Growing boys. There’s just nothing like them. Having raised four of them, I speak from the voice of experience.
I happen to know, firsthand, that they like to wrestle and brawl. They will spar over the last glass of juice, and they love to throw down on the front lawn for no apparent reason. ’Tis the nature of the beast.
Young men can make a contest out of almost anything. A game of football can be played most anywhere, and they think nothing of dribbling a basketball in the kitchen as they back their hind side into their mother and tell her to “box out.” Been there, done that. Oh my, and how growing boys can eat. I have seen them devour a pot roast, conquer a mountain of potatoes and wipe out a king-sized platter of watermelon — and that’s before the meal is served!
Yet, I stand at the ready. I regularly use a Dutch oven, my favorite skillet is the size of a feed trough, and I have been known to use a canning pot to whip up a batch of chili. Why, it’s one large cooking vessel after another around here. In fact, unless we are boiling a mouth guard, my saucepans rarely see the light of day.
I buy in bulk, measure by the gallon and serve with a shovel.
I am quite a sight at the grocery store, too. Most times I need enough meat to give the beef industry a real shot in the arm.
Not wanting to ignore the values of nutrition, I then swing by the produce section and clear the racks.
The freezer section always trembles to see me coming, and I have been known to relieve the bakery of every whole grain bun in sight.
Even when it isn’t Christmas, I am reminiscent of the Grinch with his overloaded sleigh as I push my heaping cart up to the registers.
I then haul the bounty home, and as I unload the car, I am most often met with a hungry crowd that devours as they unpack and then proclaim mere hours later — and I quote — “There’s never anything to eat around here!”
Although I have fed big crowds of local youth and am quite familiar with their eating habits, I’m not sure I have ever seen a young man put away quite as much food as my very own Little Charlie.
Who, by the way, isn’t so little anymore.

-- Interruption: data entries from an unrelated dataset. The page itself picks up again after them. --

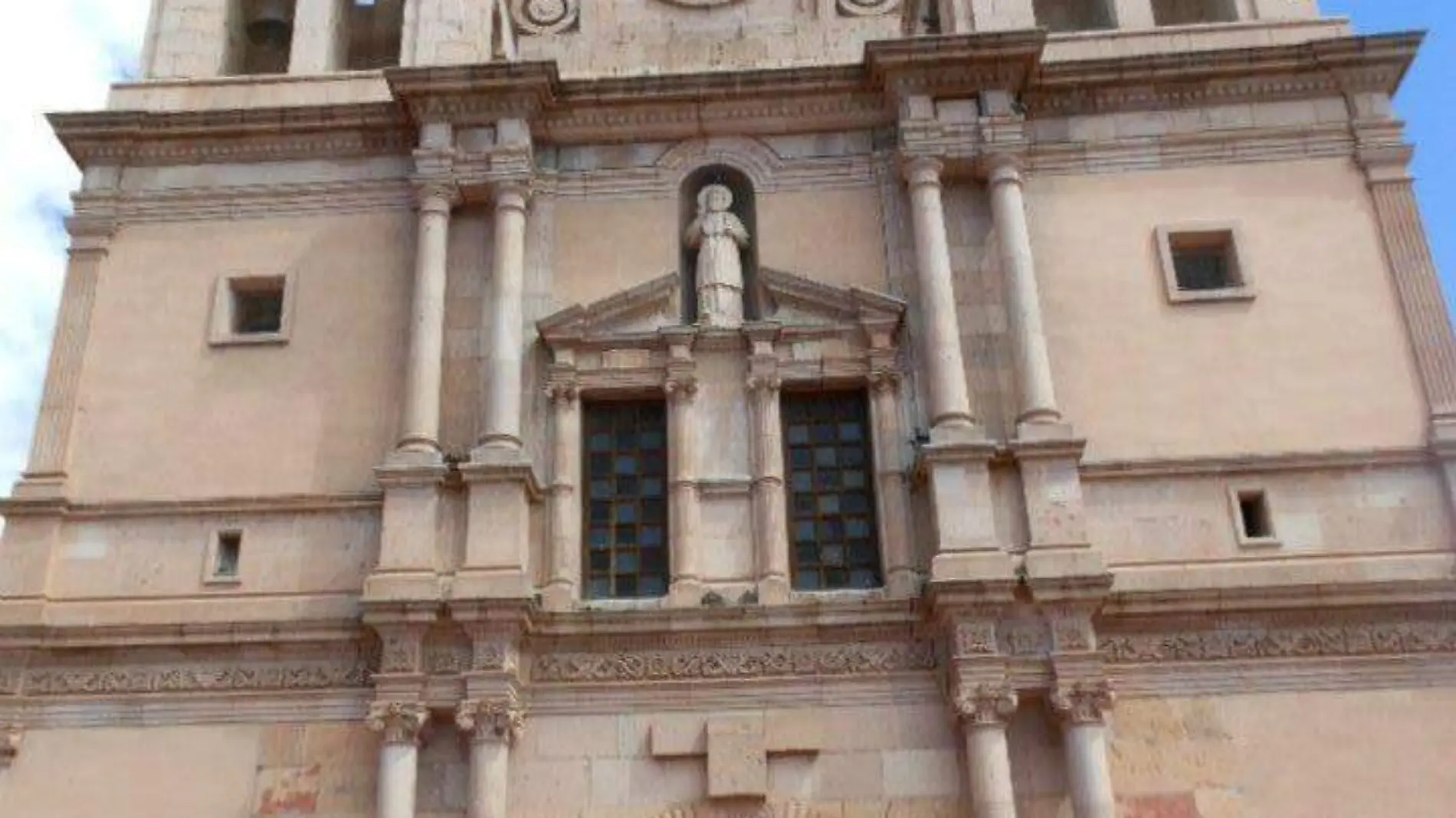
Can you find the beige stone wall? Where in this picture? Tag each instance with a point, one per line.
(163, 415)
(325, 771)
(1320, 360)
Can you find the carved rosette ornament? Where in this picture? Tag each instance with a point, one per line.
(986, 705)
(1082, 703)
(399, 722)
(867, 8)
(493, 719)
(540, 18)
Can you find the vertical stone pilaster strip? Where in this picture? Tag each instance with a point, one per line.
(566, 506)
(1412, 268)
(90, 229)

He has been known to eat a full course on his way to the dinner table and devour a bucket of chicken on the way home. And, to the tune of Scooby Doo, that tall and skinny kid of mine puts down a stack of cheeseburgers that would rival Shaggy.

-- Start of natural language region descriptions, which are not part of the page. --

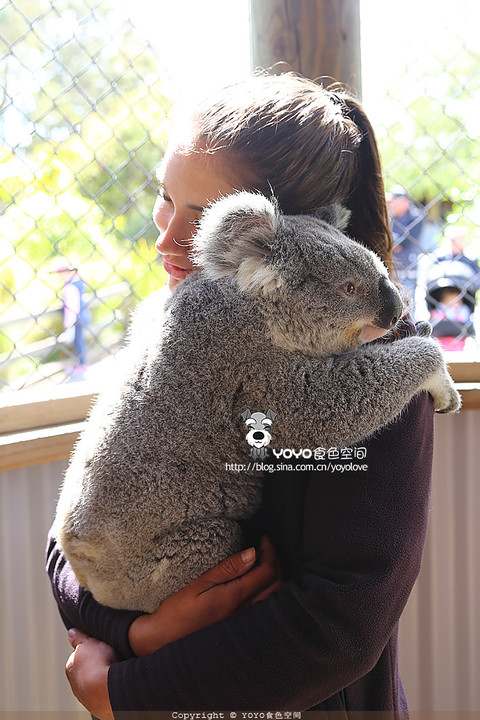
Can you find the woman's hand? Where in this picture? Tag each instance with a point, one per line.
(87, 670)
(232, 584)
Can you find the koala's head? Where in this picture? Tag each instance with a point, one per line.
(319, 291)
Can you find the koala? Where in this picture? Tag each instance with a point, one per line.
(258, 436)
(277, 320)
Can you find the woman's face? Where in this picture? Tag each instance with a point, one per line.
(187, 183)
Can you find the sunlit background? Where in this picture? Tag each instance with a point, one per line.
(87, 96)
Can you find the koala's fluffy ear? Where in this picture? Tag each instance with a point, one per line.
(335, 215)
(237, 230)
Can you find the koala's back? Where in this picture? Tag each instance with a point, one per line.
(153, 455)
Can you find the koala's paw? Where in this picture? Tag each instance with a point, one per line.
(446, 399)
(424, 329)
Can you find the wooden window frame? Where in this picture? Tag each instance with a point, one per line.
(38, 426)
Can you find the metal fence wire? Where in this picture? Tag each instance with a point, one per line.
(84, 122)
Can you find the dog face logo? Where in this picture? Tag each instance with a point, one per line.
(258, 436)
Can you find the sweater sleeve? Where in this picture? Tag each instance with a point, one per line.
(361, 540)
(79, 609)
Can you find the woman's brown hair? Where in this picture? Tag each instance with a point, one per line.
(308, 145)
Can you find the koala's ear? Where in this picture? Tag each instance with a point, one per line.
(335, 214)
(235, 230)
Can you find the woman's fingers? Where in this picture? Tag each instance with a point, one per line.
(231, 567)
(75, 637)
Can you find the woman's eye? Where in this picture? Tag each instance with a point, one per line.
(161, 194)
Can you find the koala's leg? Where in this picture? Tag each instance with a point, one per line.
(169, 562)
(346, 398)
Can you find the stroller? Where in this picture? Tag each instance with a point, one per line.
(451, 286)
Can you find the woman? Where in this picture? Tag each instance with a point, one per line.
(349, 544)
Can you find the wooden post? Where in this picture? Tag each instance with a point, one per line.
(318, 38)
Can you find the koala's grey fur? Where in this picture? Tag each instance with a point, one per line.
(270, 321)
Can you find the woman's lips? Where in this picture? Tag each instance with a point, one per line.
(175, 271)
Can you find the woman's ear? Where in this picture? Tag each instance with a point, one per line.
(237, 228)
(335, 214)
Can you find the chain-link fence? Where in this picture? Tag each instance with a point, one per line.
(83, 124)
(422, 91)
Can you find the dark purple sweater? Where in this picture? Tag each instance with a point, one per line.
(350, 545)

Charlie’s favorite meal comes from our local burger joint. The No. 4 is a triple cheeseburger with all of the fixings, and they ain’t stingy with the bacon. Add in a side of fries and a large lemonade to wash it all down, and he’s ecstatic.
Although this favorite meal certainly has its share of protein and the pickles have to have some nutritional value, I am quite certain the Baconator isn’t healthy. So we do our all-out best to limit its purchase and subsequent consumption to special occasions.

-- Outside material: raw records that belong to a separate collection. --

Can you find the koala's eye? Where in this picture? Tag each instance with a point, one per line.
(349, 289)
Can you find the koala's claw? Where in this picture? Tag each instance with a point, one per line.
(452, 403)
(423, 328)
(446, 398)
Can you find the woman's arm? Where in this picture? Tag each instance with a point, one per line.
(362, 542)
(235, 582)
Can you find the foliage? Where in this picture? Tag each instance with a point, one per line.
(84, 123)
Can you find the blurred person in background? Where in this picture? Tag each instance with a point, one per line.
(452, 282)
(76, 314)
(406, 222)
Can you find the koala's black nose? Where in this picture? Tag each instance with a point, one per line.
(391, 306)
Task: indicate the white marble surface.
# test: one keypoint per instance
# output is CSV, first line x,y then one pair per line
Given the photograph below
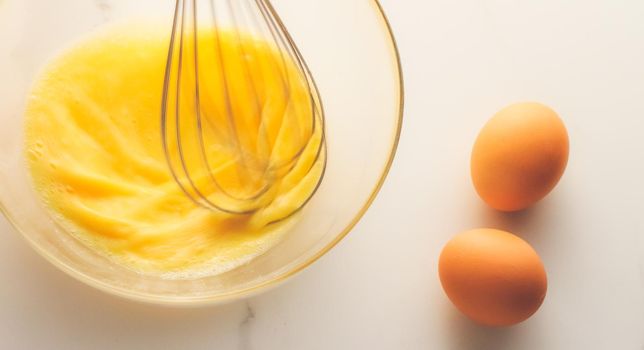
x,y
379,288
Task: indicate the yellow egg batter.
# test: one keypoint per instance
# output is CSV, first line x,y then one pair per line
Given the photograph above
x,y
94,149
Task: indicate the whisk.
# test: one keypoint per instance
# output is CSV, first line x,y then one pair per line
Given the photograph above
x,y
240,108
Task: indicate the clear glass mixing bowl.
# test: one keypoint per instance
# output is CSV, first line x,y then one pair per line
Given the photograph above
x,y
352,54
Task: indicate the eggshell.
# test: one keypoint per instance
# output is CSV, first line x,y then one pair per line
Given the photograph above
x,y
519,156
493,277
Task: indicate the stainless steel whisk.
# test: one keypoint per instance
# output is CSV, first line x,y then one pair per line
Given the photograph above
x,y
189,121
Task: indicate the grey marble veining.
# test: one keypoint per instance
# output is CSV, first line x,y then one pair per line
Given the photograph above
x,y
245,328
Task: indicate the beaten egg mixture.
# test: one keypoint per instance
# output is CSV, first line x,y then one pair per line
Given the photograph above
x,y
94,150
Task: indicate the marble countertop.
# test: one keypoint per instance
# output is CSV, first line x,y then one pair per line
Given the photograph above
x,y
378,289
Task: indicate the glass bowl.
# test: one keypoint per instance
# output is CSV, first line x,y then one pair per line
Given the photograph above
x,y
352,54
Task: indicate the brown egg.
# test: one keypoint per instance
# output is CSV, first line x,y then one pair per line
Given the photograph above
x,y
493,277
519,156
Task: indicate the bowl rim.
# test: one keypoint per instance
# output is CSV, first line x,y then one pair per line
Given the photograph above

But Charlie is creative as well as persuasive, and I am here to tell you that the boy can make a special occasion out of almost anything.
“I cleaned my room,” he says with a smile. “How about we rejoice with a Baconator?”
“It’s my last Tuesday before school starts — it’s time to live it up.”
“It’s the first day of football, the last day of summer, the third Thursday of the month!”
Then there’s my personal favorite, “Gosh Mom, your hair looks pretty. How about we swing into the burger joint?”
Thanks to Charlie’s big eyes and awardwinning smile, we have been conned into going to the drive-thru for everything from winning a basketball game on the driveway to cleaning the kitchen without being asked.
How that child can eat like that and not have an ounce of fat on him, I’ll never know. But I’ll tell you this: If I had a metabolism like that, I’d come up with a special occasion at least twice a week.